After the Paris Attacks happened I did two things:  First I intervened when my kids were just being generally terrible and mean to each other and I told them this "We all have a choice to be kind or be mean, every single day, in every situation.  I want you to always try to choose to be kind, even when someone else is not kind to you."  I have stressed this with them over and over again.  The second thing I did was make a more conscious effort to do what I always try to do.  I felt so helpless after the attacks, when I was reading all the hate and fear on the internet, and feeling completely unable to do anything about the darkness that felt like it was taking over the whole world.  So I pulled myself back into my own circle, of my own family and friends.  This was the world I could touch, so I did.  I try to always show love and support whenever I can, but I purposely found more ways that week, and I am still trying to do just that.  I am trying to do things to show love to whoever I can, whenever I can. 

I think about the Apostle Paul a lot.  It says in the Bible that he had some kind of affliction that was chronic and very bothersome to him.  We don't know exactly what this was.  He repeatedly asks God to lift this affliction from him and God tells him no.  I have asked God the same question over and over about this Depression that I still struggle with on a daily basis.  I want so much to be free of it.   I try to remember that it has changed me.  God laid this answer on my heart in the wee hours this morning.  He said "I made you to be empathetic and encouraging."  I sat with that for a bit.  I realized that my own personal struggles have made me able to feel things so deeply when others are struggling, but it has also made me more aware when others are struggling.  There have been times that this has allowed me to pick up on a situation that someone else is dealing with, that others might not notice, and I have been able to offer support and encouragement.  This depression has been many things for me.  It has been hard, it has been exhausting and it still continues to be EVERY SINGLE DAY.  But it has also been a gift.  Through this darkness that I struggle with, I have been able to bring tiny bits of light to this world.  Why would I want to change that?
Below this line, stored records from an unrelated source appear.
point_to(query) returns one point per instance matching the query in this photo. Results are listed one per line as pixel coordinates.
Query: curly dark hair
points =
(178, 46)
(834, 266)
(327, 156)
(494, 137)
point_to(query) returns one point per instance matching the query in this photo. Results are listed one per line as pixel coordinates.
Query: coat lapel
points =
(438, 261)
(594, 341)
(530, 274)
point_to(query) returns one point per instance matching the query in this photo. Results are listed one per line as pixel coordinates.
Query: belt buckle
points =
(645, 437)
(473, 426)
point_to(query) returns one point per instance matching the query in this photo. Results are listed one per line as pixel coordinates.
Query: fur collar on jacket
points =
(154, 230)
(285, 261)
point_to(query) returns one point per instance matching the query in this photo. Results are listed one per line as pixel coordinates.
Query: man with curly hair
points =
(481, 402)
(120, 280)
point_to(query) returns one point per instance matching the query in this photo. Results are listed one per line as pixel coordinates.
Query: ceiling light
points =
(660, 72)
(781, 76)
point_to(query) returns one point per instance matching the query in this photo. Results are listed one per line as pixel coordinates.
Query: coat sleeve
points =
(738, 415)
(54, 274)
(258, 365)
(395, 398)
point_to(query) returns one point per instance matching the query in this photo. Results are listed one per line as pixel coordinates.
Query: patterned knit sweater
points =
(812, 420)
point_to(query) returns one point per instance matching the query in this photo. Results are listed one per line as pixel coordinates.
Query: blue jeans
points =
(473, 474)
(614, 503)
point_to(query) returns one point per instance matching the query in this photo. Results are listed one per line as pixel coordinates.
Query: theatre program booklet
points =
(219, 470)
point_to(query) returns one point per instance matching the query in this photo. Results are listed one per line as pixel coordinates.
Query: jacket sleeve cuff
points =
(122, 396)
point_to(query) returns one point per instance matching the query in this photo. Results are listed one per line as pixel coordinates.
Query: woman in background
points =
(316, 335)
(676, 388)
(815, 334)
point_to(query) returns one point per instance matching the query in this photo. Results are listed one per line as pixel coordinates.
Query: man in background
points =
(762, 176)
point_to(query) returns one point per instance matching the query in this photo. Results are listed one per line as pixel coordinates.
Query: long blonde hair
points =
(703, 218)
I have vowed to try to stop reading comments on things on line, to stop reading negative news stories and seek out positive stories.  There are good things happening in this world every day.  There are hearts all over the world full of love and cheerful giving, through small acts or big ones.  Tiny bits of light all over the world.  Love is the only thing that will drive out the darkness.  So be mindful of that.  When you are online be careful of what you post.  Don't post things driven by fear or hate.  Don't be judgmental.  As Thumper says in Bambi, "if you can't say anything nice, don't say anything at all."  Choose to spread  Light and Love, choose to be Kind.  It will make the world better.